J. Robert Lennon is the author of the story collections See You in Paradise, and Pieces For the Left Hand, and seven novels, including Mailman, Castle, and Familiar. He holds an MFA from the University of Montana, and has published short fiction in The New Yorker, Harper’s, Playboy, Granta, The Paris Review, Electric Literature, and elsewhere. He has been anthologized in Best American Short Stories, Best American Nonrequired Reading, and Prize Stories: The O. Henry Awards, and his story “The Rememberer” inspired the CBS detective series Unforgettable. His book reviews have appeared in The New York Times Book Review, The Guardian, and The London Review of Books, and he lives in Ithaca, New York, where he teaches writing at Cornell University.
Name a childhood hero.
Steve Martin.
Name a work you wished you’d written.
Jonathan Lethem’s As She Climbed Across the Table. I’m very jealous of that book, which is weird and hilarious in a very particular way.

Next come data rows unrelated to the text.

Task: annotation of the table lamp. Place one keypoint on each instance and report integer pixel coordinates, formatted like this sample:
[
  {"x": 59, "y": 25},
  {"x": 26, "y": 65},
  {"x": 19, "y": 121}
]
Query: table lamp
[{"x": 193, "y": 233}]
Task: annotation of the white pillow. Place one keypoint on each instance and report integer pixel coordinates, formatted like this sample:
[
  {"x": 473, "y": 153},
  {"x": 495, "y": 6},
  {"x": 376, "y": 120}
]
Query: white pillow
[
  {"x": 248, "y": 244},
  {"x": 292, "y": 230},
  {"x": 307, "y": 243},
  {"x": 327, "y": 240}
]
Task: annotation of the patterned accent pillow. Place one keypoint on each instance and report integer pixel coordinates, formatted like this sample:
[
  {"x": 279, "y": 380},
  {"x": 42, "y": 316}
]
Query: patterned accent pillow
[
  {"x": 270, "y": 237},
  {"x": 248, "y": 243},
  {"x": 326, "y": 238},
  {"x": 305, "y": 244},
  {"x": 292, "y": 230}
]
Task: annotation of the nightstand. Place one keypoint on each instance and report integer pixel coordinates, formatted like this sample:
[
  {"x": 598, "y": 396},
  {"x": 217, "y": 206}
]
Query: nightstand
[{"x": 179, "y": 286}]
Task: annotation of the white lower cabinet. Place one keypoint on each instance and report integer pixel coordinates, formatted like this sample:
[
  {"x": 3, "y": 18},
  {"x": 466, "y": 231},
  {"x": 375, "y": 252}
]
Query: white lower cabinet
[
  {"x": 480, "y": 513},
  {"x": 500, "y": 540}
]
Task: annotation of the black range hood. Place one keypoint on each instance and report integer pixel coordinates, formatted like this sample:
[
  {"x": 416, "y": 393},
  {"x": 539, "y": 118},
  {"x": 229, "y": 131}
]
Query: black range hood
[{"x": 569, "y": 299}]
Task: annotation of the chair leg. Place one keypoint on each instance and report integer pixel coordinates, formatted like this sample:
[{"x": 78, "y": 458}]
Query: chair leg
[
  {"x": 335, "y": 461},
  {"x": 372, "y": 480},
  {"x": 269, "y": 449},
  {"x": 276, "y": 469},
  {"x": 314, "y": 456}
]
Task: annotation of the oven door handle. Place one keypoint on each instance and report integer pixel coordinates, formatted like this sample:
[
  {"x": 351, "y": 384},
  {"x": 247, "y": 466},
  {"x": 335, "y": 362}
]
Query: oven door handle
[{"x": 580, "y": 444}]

If you had to order your work by how successfully you completed what you set out to accomplish, what would that list look like?
It would be blank. Nothing turns out as I expect—that’s the way it should be!
Name a writer in history you would’ve like to have been a contemporary of and why.
Chekhov. I love his sensibility and wish I could have been his pal.
Name a work of yours whose reception you’ve been surprised about and why.
I’m still surprised that Jonathan Franzen is so widely read. He’s a brilliant writer, but not in a way I would have expected would find a wide audience. I’m glad he has, though.
Correct a misperception about you as a writer in fifty words or less.
I’m not aware of any! To be honest, I try not to read anything that seems like it might be a misperception… there’s nothing you can do, and it just makes you anxious.
Name a trait you deplore in other writers.
I don’t deplore other writers.
Name your five desert island films.
It would be a different list every day. Today, though: The Apartment, Schizopolis, Stalker, Fitzcarraldo, and Grey Gardens.
Name a book not your own that you wish everyone would read.
Bruce Duffy’s The World As I Found It. A favorite of my wife’s, which she introduced me to.
Name a book you suspect most people claim to have read, but haven’t.
The Bible?
If you could choose one of your works to rewrite, which would it be and why.
None, honest! That way madness lies.
Share the greatest literary secret/gossip you know.
Henry James was actually a man. No, seriously, I don’t know any gossip.
Name a book you read over and over for inspiration.
I’ve been through Crime and Punishment a few times—that’s a good one.
Name the writing habit you rely on to get you through a first draft.
Not thinking about what I’m doing.
Name a regret, literary or otherwise.
I wish I’d never let my kid have a Nintendo DS.
Name your greatest struggle as a writer.
Revising. Writing is easy, revising is hard—I’d say 90 percent of my mental energy as a writer is spent correcting my mistakes.
Name a question you get about writing to which there really is no good answer.
“What are they looking for?”
Name a question you wish you would’ve been asked.
“More coffee?” I never get tired of that one!